A adaptação da legislação à actual crise tem passado, em grande medida, pelas relações laborais, o que “é a melhor prova para contrariar o que muitos tinham afirmado, de que o trabalho já tinha quase morrido e tinha perdido a sua centralidade social”, assinala.

António Brandão Moniz, professor na Faculdade de Ciências e Tecnologia da Universidade Nova de Lisboa, afirma que o teletrabalho “tem todas as potencialidades para aumentar a seguir” à crise em curso, que desencadeou “algumas mudanças importantes”, que “têm a ver, em particular, com a possibilidade que agora é mais evidente de se realizar trabalho de forma sobretudo digital, à distância, não presente num local de trabalho determinado”.

Até aqui, o teletrabalho tinha uma aplicação isolada, era “malvisto pelas entidades empresariais, muitas vezes renitentes, porque pensam que deixam de ter controlo sobre o próprio trabalhador e sobre a execução do trabalho”, assinala, dando como exemplo a resistência das operadoras de call centers em adoptá-lo, já em tempo de pandemia.

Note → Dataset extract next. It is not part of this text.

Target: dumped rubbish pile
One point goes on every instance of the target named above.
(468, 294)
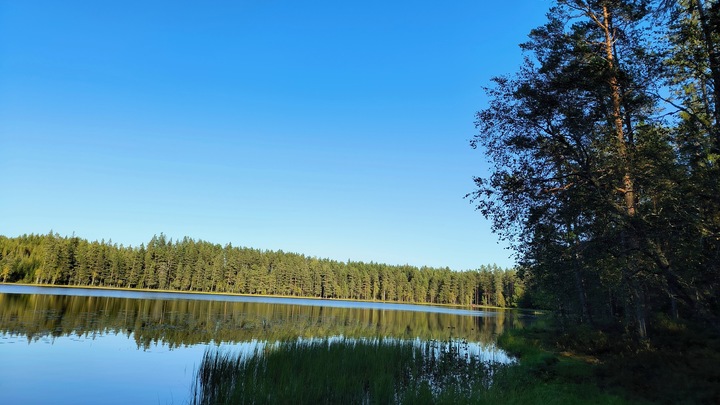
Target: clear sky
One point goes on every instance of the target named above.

O teletrabalho — não sempre, mas em certos casos — “deveria ser mais aplicado, sobretudo para que possa apoiar situações de trabalhadores que, por alguma razão, têm de ficar em casa para apoio à família ou por algum problema próprio”, sustenta.

“Quem desejava executar formas de teletrabalho ocasionalmente, por diferentes razões, agora percebe que isso é mais fácil”, frisa. Simultaneamente, as empresas também tiveram de organizar essa modalidade e poderão “avaliar quais são os resultados da sua aplicação”.

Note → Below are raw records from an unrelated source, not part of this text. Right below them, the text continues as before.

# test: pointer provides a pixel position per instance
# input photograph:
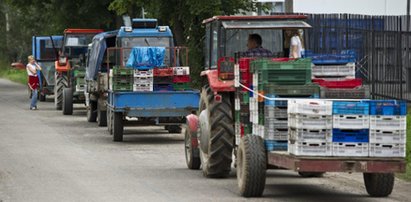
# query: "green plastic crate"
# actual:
(267, 64)
(122, 71)
(284, 77)
(181, 86)
(292, 90)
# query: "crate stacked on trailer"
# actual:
(350, 133)
(310, 127)
(143, 80)
(335, 73)
(121, 79)
(181, 78)
(387, 128)
(276, 78)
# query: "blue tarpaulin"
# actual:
(146, 57)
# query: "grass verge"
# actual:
(19, 76)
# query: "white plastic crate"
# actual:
(310, 106)
(276, 134)
(143, 73)
(142, 88)
(181, 71)
(347, 70)
(143, 81)
(389, 137)
(312, 136)
(388, 122)
(275, 112)
(310, 149)
(387, 150)
(304, 121)
(351, 121)
(350, 149)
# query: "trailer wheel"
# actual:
(191, 151)
(251, 166)
(173, 129)
(101, 117)
(218, 147)
(311, 174)
(61, 83)
(379, 184)
(91, 112)
(118, 127)
(67, 101)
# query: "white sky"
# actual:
(367, 7)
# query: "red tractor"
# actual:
(70, 68)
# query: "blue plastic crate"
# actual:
(276, 145)
(387, 107)
(348, 107)
(344, 135)
(163, 87)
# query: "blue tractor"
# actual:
(44, 50)
(110, 104)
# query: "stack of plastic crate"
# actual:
(350, 128)
(121, 79)
(278, 78)
(143, 80)
(310, 126)
(181, 78)
(336, 74)
(163, 79)
(387, 128)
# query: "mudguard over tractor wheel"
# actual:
(67, 101)
(216, 134)
(118, 127)
(379, 184)
(251, 166)
(61, 83)
(191, 151)
(92, 112)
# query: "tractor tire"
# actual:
(92, 112)
(118, 127)
(101, 117)
(311, 174)
(379, 184)
(173, 129)
(216, 162)
(61, 83)
(251, 166)
(67, 101)
(192, 154)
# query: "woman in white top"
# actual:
(296, 46)
(32, 68)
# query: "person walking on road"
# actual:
(32, 68)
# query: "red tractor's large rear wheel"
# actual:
(216, 134)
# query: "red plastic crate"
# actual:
(348, 83)
(163, 72)
(181, 79)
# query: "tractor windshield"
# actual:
(76, 45)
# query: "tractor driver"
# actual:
(254, 47)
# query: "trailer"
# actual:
(120, 95)
(269, 114)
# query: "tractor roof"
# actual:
(82, 31)
(256, 18)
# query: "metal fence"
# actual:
(382, 45)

Isto não quer dizer que “o teletrabalho em si é apenas bom, pode ser bom em algumas circunstâncias, mas pode trazer também outros riscos, que, muitas vezes, nem são sequer perceptíveis para quem está a trabalhar”, admite Brandão Moniz. O equilíbrio entre as vantagens e as desvantagens é “difícil de conseguir” e, por isso, o teletrabalho tem de ser “negociado” entre as partes, frisa.

“Admito que isto já não volte atrás, no sentido de voltarmos à situação anterior. Apesar de tudo, provou-se que há um conjunto muito largo de actividades que podem ser desempenhadas pelos trabalhadores à distância, a partir de casa e não tendo que se deslocar para a empresa”, conclui Leal Amado.